As the stalwarts against arrogant displacement of people by large dams face court hearings, waters are rising behind all the dams on the Indian tectonic plate, all of them gigantic, built during the last century, one by one commissioned over the years. While they filled up during each monsoon, the cumulative effects of the rising waters behind more and more dams also rose. That is until 1982-83, when like a mammoth underground nuclear explosion of a billion hydrogen bombs, the number of earthquakes occurring annually doubled its rate of increase, from 3.5 per cent per annum compounded to about 7 per cent. The number of earthquakes of magnitude 1.0 to 9.9 MW (moment magnitude scale) rose dramatically from 4,479 in 1973 (from June to May: the hydrological year between monsoons) to 20,689 in the year 2000 (by a factor of 4.6).
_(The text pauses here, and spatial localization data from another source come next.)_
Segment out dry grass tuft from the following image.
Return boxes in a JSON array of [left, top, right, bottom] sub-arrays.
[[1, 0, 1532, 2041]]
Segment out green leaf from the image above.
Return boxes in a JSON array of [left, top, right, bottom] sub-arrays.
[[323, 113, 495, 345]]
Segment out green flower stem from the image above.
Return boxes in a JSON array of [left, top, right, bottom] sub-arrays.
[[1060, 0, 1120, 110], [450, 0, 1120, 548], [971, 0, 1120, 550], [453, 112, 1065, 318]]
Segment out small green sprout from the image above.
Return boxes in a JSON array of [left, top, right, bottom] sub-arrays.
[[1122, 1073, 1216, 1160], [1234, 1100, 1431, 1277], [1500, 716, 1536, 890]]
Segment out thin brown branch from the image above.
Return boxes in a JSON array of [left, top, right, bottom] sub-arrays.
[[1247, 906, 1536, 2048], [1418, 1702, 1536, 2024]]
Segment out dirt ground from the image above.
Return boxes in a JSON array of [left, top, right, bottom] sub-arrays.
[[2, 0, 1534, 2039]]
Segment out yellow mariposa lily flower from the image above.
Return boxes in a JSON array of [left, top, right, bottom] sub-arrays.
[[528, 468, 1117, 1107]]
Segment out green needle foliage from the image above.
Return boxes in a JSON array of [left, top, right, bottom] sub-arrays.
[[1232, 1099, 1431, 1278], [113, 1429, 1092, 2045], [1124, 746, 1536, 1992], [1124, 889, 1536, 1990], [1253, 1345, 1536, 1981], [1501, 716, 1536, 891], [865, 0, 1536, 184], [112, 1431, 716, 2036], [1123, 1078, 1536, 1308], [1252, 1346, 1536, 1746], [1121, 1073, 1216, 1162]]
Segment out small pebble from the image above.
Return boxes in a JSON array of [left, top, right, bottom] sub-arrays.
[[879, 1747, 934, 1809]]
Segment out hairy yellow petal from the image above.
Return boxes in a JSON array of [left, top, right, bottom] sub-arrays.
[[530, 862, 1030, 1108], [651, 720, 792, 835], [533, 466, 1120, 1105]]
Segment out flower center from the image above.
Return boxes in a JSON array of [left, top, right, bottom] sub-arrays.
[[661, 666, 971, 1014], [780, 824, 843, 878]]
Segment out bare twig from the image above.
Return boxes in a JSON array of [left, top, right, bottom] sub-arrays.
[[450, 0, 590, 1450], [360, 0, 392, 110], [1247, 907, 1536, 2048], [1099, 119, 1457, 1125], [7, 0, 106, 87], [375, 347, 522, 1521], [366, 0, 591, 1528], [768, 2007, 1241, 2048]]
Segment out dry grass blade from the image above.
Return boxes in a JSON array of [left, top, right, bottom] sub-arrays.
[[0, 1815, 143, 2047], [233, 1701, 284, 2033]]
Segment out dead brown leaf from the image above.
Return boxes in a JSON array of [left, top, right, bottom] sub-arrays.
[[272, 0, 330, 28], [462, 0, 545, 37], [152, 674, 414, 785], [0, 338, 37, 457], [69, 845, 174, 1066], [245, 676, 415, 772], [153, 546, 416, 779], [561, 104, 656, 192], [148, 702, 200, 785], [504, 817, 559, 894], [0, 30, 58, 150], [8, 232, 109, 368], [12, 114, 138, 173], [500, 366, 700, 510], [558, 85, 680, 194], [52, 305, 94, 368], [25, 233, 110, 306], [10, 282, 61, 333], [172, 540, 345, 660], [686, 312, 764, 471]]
This year on January 26, when the waters in all the dams were being drained, the oscillations on the restive Indian tectonic plate resulted in the rare Bhuj earthquake appearing sooner than it used to, by a factor of 4.6. This year during the monsoon, the waters in the dams are again synchronising their rises - the fruits of the work of 50 years or more are now being experienced in a single monsoon and its effects again felt till the coming of the next monsoon. Already, a mighty quake off the coast of Southern Peru of 8.3 MW on June 23 has been followed by another devastating one of 7.5 MW just two weeks later on July 7. Almost certainly a period of mighty quakes will be witnessed in the coming months and years by the Indian tectonic plate being made progressively more dangerous by the automatically synchronised rising and falling of the waters behind all the dams in the subcontinent.

Precautionary principle

The people of India must urge and succeed in making the Indian Governments to apply the precautionary principle which they abandoned with the advent of colonialism which forced the people to forget the sara of the Gita, which, as Radhakrishnan pointed out, was being actively practised by the rulers.

The public hearings must take place repeatedly in every corner of the country to implement decentralised decision making, also in the case of the Narmada dam, after suspending work on the dams for review. I would be glad to place before any such hearings my own study (awaiting publication) on how dams in India are contributing to earthquakes worldwide. Applying the precautionary principle, the government will find out for itself that the earthquakes do not differentiate between say Gujarat and areas outside where people ``would flee like rats or drown'' when the waters in the dams rise.